Richard L. Silber has written a detailed new biography of Paul Volcker, the former chairman of the Federal Reserve who successfully eliminated the stagflation of the late 1970’s in the United States. Appropriately, his biography is entitled, Volcker: The Triumph of Persistence.
In response to questions posed by Neil Irwin of The Washington Post (September 30, 2012), Silber draws important insights for current Fed policy from his in-depth analysis of Paul Volcker’s lasting contribution to price stability in the United States.
“Bernanke gets an A for what he did in 2008. He did exactly what a central banker, knowing the history of the Great Depression, should have done when confronted with the potential for panic. Open up the floodgates and lend. But now he should worry about the fallout from remaining too easy for too long, which Volcker maintains is the reason we lost the battle against inflation before.” Neil Irwin, ‘Volcker biographer: Bernanke needs to embrace lessons of ’70s’, The Washington Post, September 30, 2012
In his response to Irwin’s questions, Silber identifies two major lessons that must be learned from the 1970s:
“The 1970s delivered two important messages. First, we can’t get a permanent reduction in unemployment by inflating. It doesn’t work. And second, we’ve got to worry about inflation, even with unemployed resources. Waiting until we see a clear and present danger is too late.” ibid.

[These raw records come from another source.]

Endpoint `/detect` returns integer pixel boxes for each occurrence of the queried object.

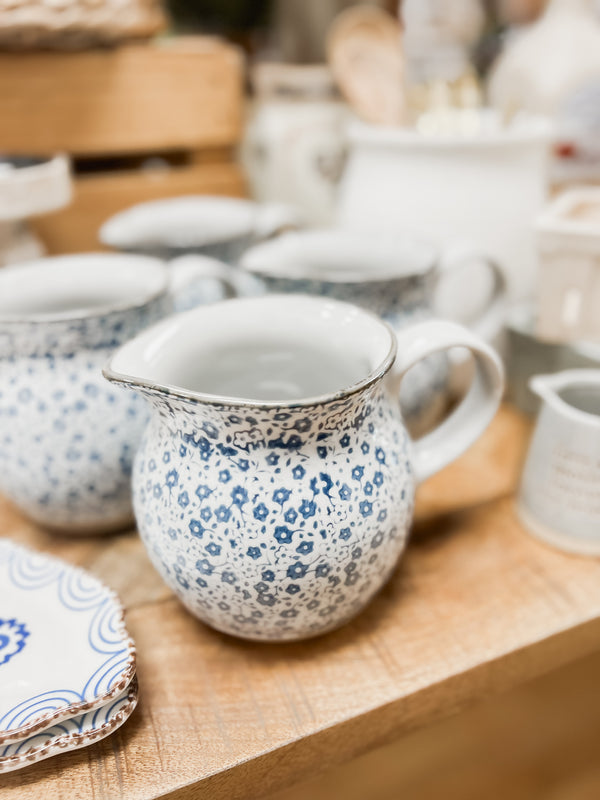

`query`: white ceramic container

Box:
[336,111,550,302]
[105,294,503,641]
[518,369,600,554]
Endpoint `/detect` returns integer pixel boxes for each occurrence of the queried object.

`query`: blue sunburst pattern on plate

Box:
[0,539,136,742]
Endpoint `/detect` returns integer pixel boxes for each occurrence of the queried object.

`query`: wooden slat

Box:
[4,406,600,800]
[0,37,244,156]
[31,160,247,254]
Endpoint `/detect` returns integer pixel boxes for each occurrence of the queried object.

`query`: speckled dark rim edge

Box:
[103,295,399,411]
[0,540,137,745]
[0,678,138,772]
[0,255,168,325]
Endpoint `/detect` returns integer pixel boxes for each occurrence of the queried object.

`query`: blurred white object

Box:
[327,5,405,126]
[536,187,600,342]
[0,154,71,267]
[336,110,550,302]
[489,0,600,182]
[518,369,600,554]
[243,63,350,226]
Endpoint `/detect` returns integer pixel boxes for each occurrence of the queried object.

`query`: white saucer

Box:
[0,539,136,743]
[0,678,138,773]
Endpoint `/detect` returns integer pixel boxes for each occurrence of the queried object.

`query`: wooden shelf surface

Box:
[3,405,600,800]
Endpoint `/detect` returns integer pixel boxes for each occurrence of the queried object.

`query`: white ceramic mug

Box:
[105,294,504,640]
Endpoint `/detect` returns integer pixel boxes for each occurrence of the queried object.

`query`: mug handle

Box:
[390,320,504,483]
[435,242,507,344]
[168,255,240,308]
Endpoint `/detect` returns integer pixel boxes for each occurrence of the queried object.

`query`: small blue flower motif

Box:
[200,507,212,522]
[195,558,213,575]
[196,577,207,588]
[287,562,309,579]
[284,508,298,524]
[195,484,211,500]
[339,434,350,448]
[153,484,162,499]
[364,482,373,496]
[247,546,261,560]
[286,584,301,595]
[189,519,204,538]
[215,505,231,523]
[351,466,364,481]
[273,487,292,506]
[274,525,294,544]
[219,469,231,483]
[257,593,277,607]
[292,464,306,480]
[281,608,299,619]
[339,483,352,501]
[177,491,190,508]
[228,414,242,424]
[296,540,314,555]
[265,452,280,466]
[377,509,388,523]
[361,442,370,454]
[339,527,352,541]
[238,459,250,472]
[254,581,269,593]
[202,421,219,439]
[299,499,316,519]
[294,417,312,433]
[315,563,331,578]
[206,542,222,556]
[359,500,373,517]
[0,619,29,666]
[375,447,386,464]
[179,445,187,457]
[373,471,384,487]
[231,486,249,507]
[253,503,269,522]
[262,570,275,582]
[163,452,170,464]
[317,446,327,459]
[221,571,236,584]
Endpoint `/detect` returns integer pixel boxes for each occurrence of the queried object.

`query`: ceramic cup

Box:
[238,230,505,435]
[0,253,220,534]
[99,196,300,264]
[518,369,600,555]
[105,294,504,641]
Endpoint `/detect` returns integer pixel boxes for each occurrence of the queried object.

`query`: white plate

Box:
[0,678,138,773]
[0,539,136,743]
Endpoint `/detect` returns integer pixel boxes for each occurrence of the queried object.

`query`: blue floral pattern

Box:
[0,620,29,667]
[0,296,170,531]
[131,376,416,641]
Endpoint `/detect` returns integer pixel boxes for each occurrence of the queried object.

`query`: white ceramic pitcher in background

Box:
[518,369,600,554]
[336,111,550,302]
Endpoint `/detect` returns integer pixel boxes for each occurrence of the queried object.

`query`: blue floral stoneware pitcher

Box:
[0,253,221,534]
[105,295,503,640]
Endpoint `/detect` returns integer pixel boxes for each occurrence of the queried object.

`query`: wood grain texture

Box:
[31,160,247,254]
[0,37,244,156]
[2,405,600,800]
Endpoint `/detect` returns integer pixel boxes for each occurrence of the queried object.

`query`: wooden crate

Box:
[0,37,244,156]
[0,36,248,254]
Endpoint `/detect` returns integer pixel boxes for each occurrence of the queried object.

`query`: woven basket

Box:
[0,0,166,49]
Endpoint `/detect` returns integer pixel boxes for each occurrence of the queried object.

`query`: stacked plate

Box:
[0,540,137,773]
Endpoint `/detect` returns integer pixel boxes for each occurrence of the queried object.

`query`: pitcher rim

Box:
[103,295,399,411]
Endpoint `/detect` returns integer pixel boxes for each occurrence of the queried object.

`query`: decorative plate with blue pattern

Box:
[0,678,138,773]
[0,539,136,744]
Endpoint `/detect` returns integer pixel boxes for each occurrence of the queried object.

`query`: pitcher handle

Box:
[435,242,507,343]
[168,255,240,310]
[389,320,504,483]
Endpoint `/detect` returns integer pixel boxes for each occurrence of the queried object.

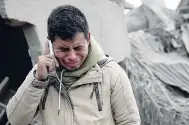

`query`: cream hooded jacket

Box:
[6,57,140,125]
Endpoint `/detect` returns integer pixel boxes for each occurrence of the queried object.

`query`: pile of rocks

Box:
[124,5,189,125]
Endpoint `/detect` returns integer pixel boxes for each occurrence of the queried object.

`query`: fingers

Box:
[44,60,55,72]
[45,55,59,67]
[36,54,59,80]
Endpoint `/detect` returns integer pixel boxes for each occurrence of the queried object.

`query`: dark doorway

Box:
[0,16,33,91]
[0,16,33,125]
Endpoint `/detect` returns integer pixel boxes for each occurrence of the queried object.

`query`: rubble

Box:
[124,4,189,125]
[109,0,134,9]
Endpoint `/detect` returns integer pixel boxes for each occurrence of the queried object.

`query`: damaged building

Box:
[0,0,129,124]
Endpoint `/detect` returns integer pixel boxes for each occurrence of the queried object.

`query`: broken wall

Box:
[1,0,130,63]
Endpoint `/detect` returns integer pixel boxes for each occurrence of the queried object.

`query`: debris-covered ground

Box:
[124,4,189,125]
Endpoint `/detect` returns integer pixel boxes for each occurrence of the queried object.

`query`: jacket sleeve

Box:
[6,65,48,125]
[110,66,141,125]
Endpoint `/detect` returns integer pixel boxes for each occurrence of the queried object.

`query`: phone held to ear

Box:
[48,40,54,56]
[47,39,63,115]
[48,39,60,69]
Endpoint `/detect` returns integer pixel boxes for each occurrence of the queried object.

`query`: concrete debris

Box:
[125,31,189,125]
[126,5,181,33]
[109,0,134,9]
[177,0,189,10]
[142,0,166,8]
[124,4,189,125]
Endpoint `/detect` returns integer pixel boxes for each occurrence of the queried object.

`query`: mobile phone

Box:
[48,40,54,56]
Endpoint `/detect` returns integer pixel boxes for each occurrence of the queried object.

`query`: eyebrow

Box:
[62,44,85,48]
[61,46,69,48]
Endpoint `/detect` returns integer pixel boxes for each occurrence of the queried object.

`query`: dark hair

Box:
[47,5,89,42]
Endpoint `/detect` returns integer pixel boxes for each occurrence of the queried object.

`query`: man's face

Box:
[53,33,90,71]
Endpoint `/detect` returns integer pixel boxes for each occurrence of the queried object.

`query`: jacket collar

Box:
[69,63,103,89]
[49,56,114,89]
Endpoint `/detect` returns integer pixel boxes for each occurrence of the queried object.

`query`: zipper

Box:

Why is inflation such a serious problem?
“He (Volcker) believes that the main problem with inflation is that it undermines trust in government. We, as citizens, give the government the right to print money, not to abuse that right by inflating. When the government inflates, it breaks its pledge and undermines our trust. Right now, we need trust in government more than anything else.” ibid.
Is inflation currently a realistic impending problem?
“The big difference today versus the problem Volcker confronted in 1979 is that inflationary expectations were already out of hand back then. Today, they are still under control, but no one knows how fragile they are. More importantly, it will be difficult for Ben Bernanke, or whoever follows him, to maintain low expectations of inflation by raising real interest rates – the way Volcker did – when that’s needed. We have had five years of unemployment, and the American public may not tolerate a central bank that acts preemptively, as it must, to prevent inflation. The Fed is independent, but it cannot do whatever it wants.” ibid.
I offer these words of distilled wisdom for your consideration. Unusually, they arrive as a useful warning before, and not after, the impending crisis has emerged. As such they are to be treasured.